It’s been said that when you make plans, God laughs. I think this is true and in my case, God continues to have His fair share of laughs at my expense. I remember believing that I would be married with four children by the time I was twenty-five. I dreamed of having a big family and most of all, my dreams consisted of watching the connection I hoped my children would have for one another.
When we had our first son, I can tell you I wasn’t thinking about having another right away. When my daughter came, I was in the stage of grieving the realization that one child was merely an accessory similar to a pocket-book and trying to figure out how the hell I could successfully manage two children under the age of two. Their ages didn’t permit the connection I had dreamed they would have with one another quite yet.
By the time Benny came along, something changed. Who am I kidding? A lot changed. Some of it good and some of it challenging. One change that seemed more obvious and consistent than others was that our children were identifying with one another more. Isaiah and Autumn were becoming buddies and their affection for their younger brother was incessant. It’s as if Benny’s arrival shifted the paradigm of our family, but mostly their connection as siblings.
Autumn instantly proclaimed her younger brother as hers the minute she laid eyes on him. Isaiah grew an adoration for all of the ways in which Benny would take new shape, pass new milestones and become familiar with who he was as his big brother. All of a sudden, I got to watch. I would sit back and just watch their interactions with one another. I like to say I can put my feelings into words, but there are moments when words just aren’t enough. There aren’t any to describe what I get to witness between them and I believe there aren’t words to express what is happening between them either.

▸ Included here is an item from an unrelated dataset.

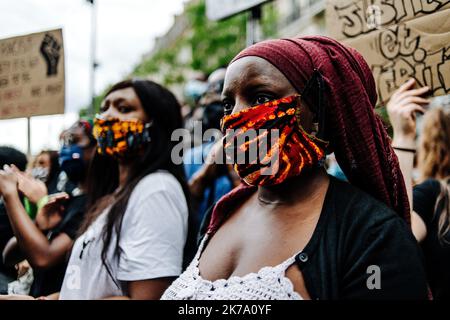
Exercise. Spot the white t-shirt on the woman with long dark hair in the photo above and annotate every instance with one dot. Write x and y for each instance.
(153, 234)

I love how Isaiah and Autumn get sad when one is left behind. I love how they cry if one has to stay home from school because the other is sick. I love how they say “I miss Benny Mommy,” when he’s not with us. I love how they fight to hold their younger brother and I love how they think it’s silly when they have sleepovers.
Nothing about their existence was in the order of which I envisioned it all those years ago, but they remind me on a daily basis that they were waiting to arrive at the moment God intended. They were always a part of His plan. Just as I believe they were destined to fulfill my dream, I believe they were destined to fulfill their own as siblings . I love watching them and while I recognize their affection, adoration and contentment will inevitably shift through the years, I will relish in the invitation to watch my dream come to life through their relationship with each other.